Call that lazy or unproductive if you like, but I actually find myself watching subplots, story arcs, characterization and dialog with a critical eye. I'm very interested in what sucks me in, what sucks Keith in, and what sucks the kids in, and why. I'm interested in why I adore some shows while the boy hates them and vice versa.

We're caught up through the end of Season 3 on "The Walking Dead" - which we both love, but which is getting a bit forced, in my opinion, particularly things like who dies and who doesn't, who's on which side, and the coincidental reunions.

I tried to watch "How I Met Your Mother" and got through maybe 2.5 episodes. Then I remembered watching the show when it launched and never watching it again (I'd forgotten I did that), and now I remember why. The "no, the stripper wasn't your mother" type sidebars start to get annoying. Just get on with it and tell us who the freaking mom is. I have no interest in waiting nine seasons to find out. Good Lord, that story took almost a decade to tell. Somebody just tell me the punchline, okay?

I tried to watch "Doctor Who" and got through maybe as many episodes as "How I Met Your Mother" because the show is kind of stupid. It might be more appealing if I weren't quickly approaching forty.

We watched the first episode of "Breaking Bad" together. I think I could get into it, but he wasn't overly impressed. I found his reaction interesting, because it's clearly an action show, something that your quintessential "guy" would like, but I think the character is so unmanly that it just doesn't appeal to a typical guy the way "Wicked Tuna" or that crabbing show do. (Don't get me started on Pawn Stars, Storage Wars and American Pickers - no action at all, just a bunch of bartering for old crap that should be in the trash, and the appeal is wholly lost on me.)

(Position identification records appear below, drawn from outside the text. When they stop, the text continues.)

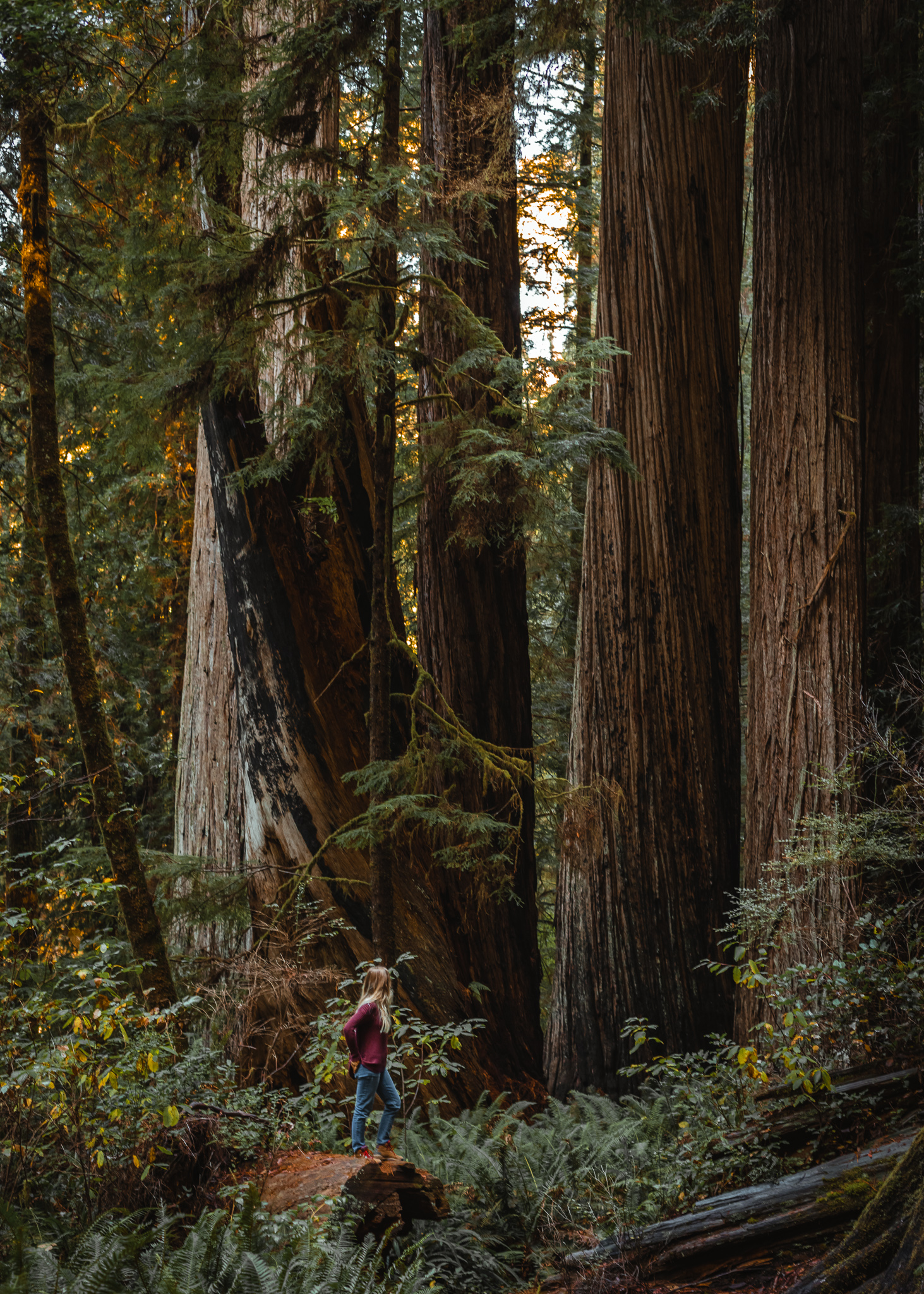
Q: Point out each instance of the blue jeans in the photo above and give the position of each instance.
(366, 1086)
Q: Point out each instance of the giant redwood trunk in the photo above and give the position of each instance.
(650, 842)
(472, 628)
(113, 814)
(807, 453)
(277, 686)
(892, 338)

Now I'm watching "Once Upon a Time" and think I love it. I didn't bother asking Keith to watch it with me, and when he came home and found me watching and asked for a brief synopsis, and he said, "It sounds like a chick show, fairy tales and stuff." Yep, pretty much, which is why I didn't invite him to join me.

As a team, I think we might try "Dexter" next. It comes highly recommended, and my premise description interested Keith. But I'm afraid it will be just like "Breaking Bad" - the protagonist is some kind of forensics analyst, I've been told, and that sounds too geeky for the boy. I suspect he won't like that character, or therefore, the show, any more than he liked Breaking Bad or Bones or CSI or any other seemingly-guy show that's too geeky to actually be a guy show.

*shrug* Keith doesn't like to read, either, so I guess I shouldn't over-analyze him anyway. He (and the millions of non-reading Call-of-Duty-playing bad-old-artifacts-and-manly-boating-show-watching middle-aged men in America) are not my target market.